Lately, I have spent a lot of time thinking about the importance of the city in terms of politics and everyday life. The city, and how it is structured and modified throughout the years, is so integral to most of what we do each and every day, yet it rarely gets the political and popular attention it deserves. Where we work, how we get there, where we go to school, how we access businesses and services, and so much more are intricately related to decisions either made at the city level or decisions pushed upon cities from governments above.
For decades now, the majority of tall towers and major density expansion in Metro Vancouver has occurred in the downtown core. This approach, often called vancouverism, has helped lead Vancouver to the top of the global livability charts, but it appears to be coming to an end as Vancouver starts to run out of downtown space in which to continue expansion. In the City of Vancouver there are pockets of density, mostly surrounding skytrain stations, that have small-scale development plans but for the most part, the rest of the city is off-limits politically.
While the various municipalities seem intent on building new dense transit-connected neighbourhoods, and developers seem keen on building these same neighbourhoods, there is very little space and little political will. I have noticed though that there is one source of large development friendly space that seems to be the next focus for Vancouver development: the mall.
Oakridge Mall has massive re-development plans that include 11 towers, a number of low-rise apartments, new office space, and expanded retail. Also, a park built on top of the actual shopping centre portion of the development.
In Burnaby, Brentwood Mall has a similarly massive re-development plan, with 10 towers, two of which would be some of the tallest in B.C., more office space, new public space. Lougheed Town Centre has plans similar in scope but earlier on in the planning phase so few details are yet available.
The common elements between all these plans are interesting. Almost all of them are taking what is currently acres of ugly parking lots and turning them in to (hopefully) vibrant communities that are walkable and transit friendly. All these new neighbourhoods will integrate office, retail, and residential in close proximity with the intent of creating more vibrant spaces to live and work in.

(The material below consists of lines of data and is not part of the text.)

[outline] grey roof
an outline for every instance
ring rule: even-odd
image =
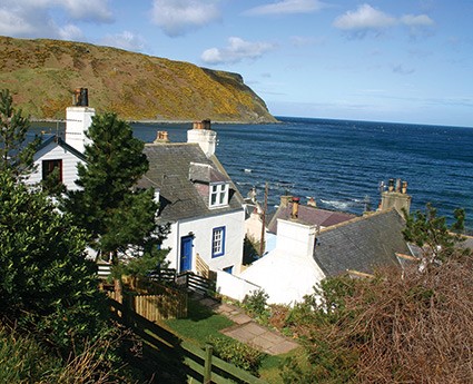
[[[228,175],[224,175],[213,166],[201,163],[190,163],[189,179],[200,183],[223,183],[230,181]]]
[[[159,189],[159,215],[162,220],[176,221],[243,209],[243,198],[233,183],[228,206],[209,209],[209,196],[205,183],[201,183],[205,180],[199,183],[189,177],[191,164],[199,164],[199,168],[211,167],[213,175],[218,174],[227,181],[230,178],[218,159],[215,156],[207,158],[198,144],[147,144],[144,152],[149,170],[138,181],[138,187]]]
[[[314,259],[327,276],[347,270],[373,273],[410,254],[402,234],[405,221],[395,210],[380,211],[326,228],[317,235]]]
[[[290,219],[290,214],[293,211],[293,203],[288,203],[286,207],[279,206],[272,217],[268,230],[273,234],[277,234],[277,219]],[[317,207],[312,207],[308,205],[299,204],[298,208],[298,220],[312,224],[322,227],[329,227],[343,221],[351,220],[355,218],[356,215],[347,214],[343,211],[321,209]]]

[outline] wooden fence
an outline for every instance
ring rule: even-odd
[[[187,317],[187,293],[156,282],[135,280],[122,292],[107,289],[108,296],[150,322]]]
[[[196,275],[191,270],[178,275],[174,268],[159,268],[150,274],[150,278],[154,282],[178,286],[187,292],[197,292],[201,295],[214,296],[217,289],[217,275],[214,272],[210,272],[210,278],[207,278]]]
[[[188,292],[214,296],[217,289],[215,280],[199,276],[188,270],[177,276],[176,282],[186,287]]]
[[[142,341],[142,366],[155,363],[156,370],[175,375],[174,382],[194,383],[248,383],[266,382],[250,373],[211,355],[209,346],[201,349],[195,344],[179,339],[178,336],[161,326],[149,322],[128,306],[110,299],[117,321],[131,328]],[[169,381],[169,378],[168,378]]]

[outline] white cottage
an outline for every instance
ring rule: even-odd
[[[188,142],[169,142],[159,132],[145,146],[149,170],[138,187],[159,190],[159,219],[170,224],[162,247],[179,273],[238,274],[242,268],[245,211],[243,198],[215,156],[216,132],[196,122]]]
[[[35,155],[37,171],[28,183],[41,181],[59,168],[62,184],[78,188],[77,165],[86,161],[85,132],[95,109],[87,106],[87,90],[76,96],[76,106],[67,108],[66,140],[51,136],[42,142]],[[242,268],[243,198],[215,156],[216,136],[210,121],[204,120],[188,131],[188,142],[170,144],[167,132],[159,132],[155,144],[145,146],[149,170],[138,187],[156,190],[159,220],[170,225],[162,247],[170,248],[169,266],[178,272],[238,274]]]
[[[228,293],[243,299],[257,286],[268,294],[270,304],[294,304],[313,294],[325,277],[366,276],[376,267],[402,267],[397,254],[410,254],[404,225],[401,215],[388,209],[319,230],[299,218],[296,206],[292,218],[277,219],[276,248],[244,270],[239,282],[234,279],[242,288]]]
[[[77,189],[77,165],[85,164],[85,145],[89,144],[86,130],[92,122],[96,111],[87,106],[87,89],[78,90],[77,106],[66,109],[66,137],[46,136],[33,156],[36,171],[26,179],[27,184],[45,180],[56,168],[59,169],[59,181],[69,190]],[[82,97],[80,97],[80,92]]]

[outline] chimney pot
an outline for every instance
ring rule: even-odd
[[[396,179],[396,193],[401,193],[401,179]]]
[[[156,139],[154,141],[157,142],[169,142],[169,137],[167,130],[158,130],[158,134],[156,136]]]
[[[315,201],[315,199],[313,197],[311,197],[307,201],[307,205],[311,206],[311,207],[316,207],[317,203]]]
[[[293,213],[290,214],[292,218],[299,217],[299,201],[300,201],[300,198],[293,197]]]

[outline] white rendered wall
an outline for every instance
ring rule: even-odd
[[[314,225],[277,219],[276,248],[290,255],[312,257],[315,229]]]
[[[33,160],[36,171],[27,178],[27,184],[37,184],[42,178],[42,160],[62,160],[62,184],[69,190],[78,189],[76,185],[77,165],[78,163],[83,164],[76,155],[60,147],[57,142],[51,142],[38,152],[35,154]]]
[[[239,277],[260,286],[269,304],[302,302],[325,278],[313,257],[314,242],[315,226],[278,219],[276,248]]]
[[[85,145],[91,141],[86,137],[96,110],[89,107],[68,107],[66,109],[66,142],[83,154]]]
[[[260,286],[247,282],[239,276],[230,275],[224,270],[217,270],[217,292],[220,295],[243,301],[246,295],[250,295],[260,288]]]
[[[171,233],[162,243],[162,248],[171,248],[167,260],[170,268],[179,270],[180,238],[194,234],[193,270],[196,265],[196,254],[204,259],[211,270],[234,267],[234,274],[239,274],[243,258],[244,210],[225,215],[205,217],[195,220],[181,220],[171,225]],[[211,257],[213,229],[225,227],[225,254]]]

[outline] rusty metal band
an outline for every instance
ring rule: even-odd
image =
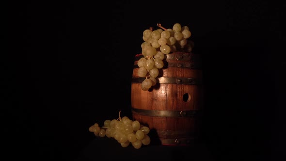
[[[193,131],[161,131],[156,130],[159,136],[188,136],[193,135]]]
[[[131,80],[132,83],[141,83],[146,78],[143,77],[133,78]],[[157,78],[158,83],[160,84],[177,84],[187,85],[200,85],[202,82],[194,78],[181,77],[159,77]]]
[[[131,108],[131,112],[134,114],[148,116],[191,117],[195,116],[197,114],[198,110],[147,110]]]
[[[195,138],[180,138],[180,139],[163,139],[160,138],[161,144],[164,145],[190,145],[194,142]]]
[[[198,58],[198,55],[195,55],[191,52],[174,52],[169,54],[166,54],[164,59],[166,60],[177,60],[182,61],[190,61],[193,60],[195,57]],[[135,61],[139,60],[140,58],[143,58],[144,56],[142,54],[137,55],[135,58]]]

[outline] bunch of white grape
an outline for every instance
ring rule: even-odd
[[[143,32],[144,42],[141,48],[144,57],[137,63],[137,74],[140,77],[146,78],[141,83],[143,91],[157,84],[156,78],[159,69],[164,66],[165,55],[175,51],[190,52],[192,48],[192,42],[188,40],[191,34],[188,26],[175,23],[172,29],[167,29],[160,24],[157,25],[160,28],[153,31],[150,28]]]
[[[113,138],[124,147],[131,144],[139,149],[143,145],[147,145],[150,143],[150,138],[147,135],[150,129],[138,121],[119,116],[118,119],[106,120],[104,124],[100,127],[95,123],[89,128],[89,131],[94,132],[96,136]]]

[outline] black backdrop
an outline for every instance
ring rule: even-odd
[[[71,160],[94,139],[90,126],[120,110],[131,117],[134,58],[143,31],[159,22],[189,26],[193,52],[202,56],[202,138],[210,151],[221,160],[278,161],[285,134],[282,6],[189,3],[19,4],[5,77],[12,83],[6,149],[18,154],[10,157]]]

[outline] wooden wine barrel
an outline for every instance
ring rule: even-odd
[[[200,113],[203,107],[201,61],[192,53],[173,52],[165,55],[157,83],[148,91],[141,89],[145,79],[138,76],[135,56],[131,91],[133,120],[156,131],[162,145],[187,145],[199,131]]]

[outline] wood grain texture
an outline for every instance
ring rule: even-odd
[[[161,69],[158,78],[194,78],[199,80],[195,84],[174,83],[157,83],[148,91],[141,89],[141,83],[131,83],[131,103],[133,109],[148,111],[199,111],[203,106],[203,88],[202,70],[191,67],[182,67],[180,64],[193,64],[191,53],[173,53],[172,58],[165,60],[165,66]],[[180,54],[182,54],[181,56]],[[143,57],[137,55],[136,57]],[[188,59],[186,59],[187,58]],[[136,58],[136,60],[139,60]],[[139,78],[137,75],[137,60],[134,62],[132,79]],[[172,64],[168,66],[169,63]],[[174,64],[179,64],[178,65]],[[186,97],[187,98],[186,98]],[[193,138],[196,132],[197,116],[194,117],[162,117],[150,116],[132,112],[132,117],[141,124],[148,126],[150,129],[157,130],[158,136],[161,139]]]

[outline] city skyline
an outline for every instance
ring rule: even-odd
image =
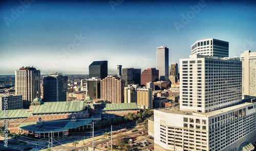
[[[0,75],[29,66],[88,74],[104,60],[110,74],[118,64],[142,72],[156,67],[156,48],[167,46],[170,66],[207,38],[229,42],[229,57],[256,51],[254,2],[32,1],[1,2]]]

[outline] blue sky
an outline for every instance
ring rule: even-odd
[[[42,74],[88,74],[101,60],[110,73],[118,64],[143,71],[156,67],[157,47],[169,49],[170,64],[204,38],[229,42],[230,57],[256,51],[255,2],[134,1],[2,2],[0,75],[29,66]]]

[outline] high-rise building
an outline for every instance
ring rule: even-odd
[[[256,52],[245,51],[240,53],[242,61],[243,98],[256,97]]]
[[[153,109],[153,90],[150,88],[137,89],[137,104],[140,109]]]
[[[169,49],[166,47],[157,48],[157,69],[159,71],[159,79],[168,81],[169,77]]]
[[[140,88],[138,84],[128,84],[124,87],[124,103],[137,103],[137,89]]]
[[[181,110],[206,113],[242,102],[242,62],[237,58],[194,55],[180,59],[180,64]]]
[[[191,46],[191,54],[228,57],[228,45],[227,41],[214,38],[198,40]]]
[[[36,97],[40,98],[40,70],[33,67],[15,71],[15,95],[23,96],[23,107],[29,107]]]
[[[17,110],[23,108],[22,95],[0,95],[0,111]]]
[[[117,65],[117,76],[122,78],[122,65]]]
[[[92,78],[87,80],[87,95],[92,99],[100,98],[100,80],[101,79]]]
[[[44,101],[67,101],[68,76],[61,73],[49,73],[43,79]]]
[[[93,61],[89,66],[89,78],[104,79],[108,76],[108,61]]]
[[[146,86],[146,83],[157,81],[159,80],[159,71],[156,68],[147,68],[140,75],[141,87]]]
[[[138,84],[140,85],[140,69],[123,69],[122,79],[124,82],[124,86],[128,84]]]
[[[100,98],[112,103],[123,103],[123,88],[120,78],[108,76],[100,80]]]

While I think there are many good elements to most of these plans, I worry that they will end up stale, expensive communities that lack diversity. Unless municipalities step in, I imagine the majority of the residential towers will end up as luxury one and two bedroom condos with steep price-tags for the majority of people. I hope both Vancouver and Burnaby work with developers to ensure that families and lower-income residents can afford to live there.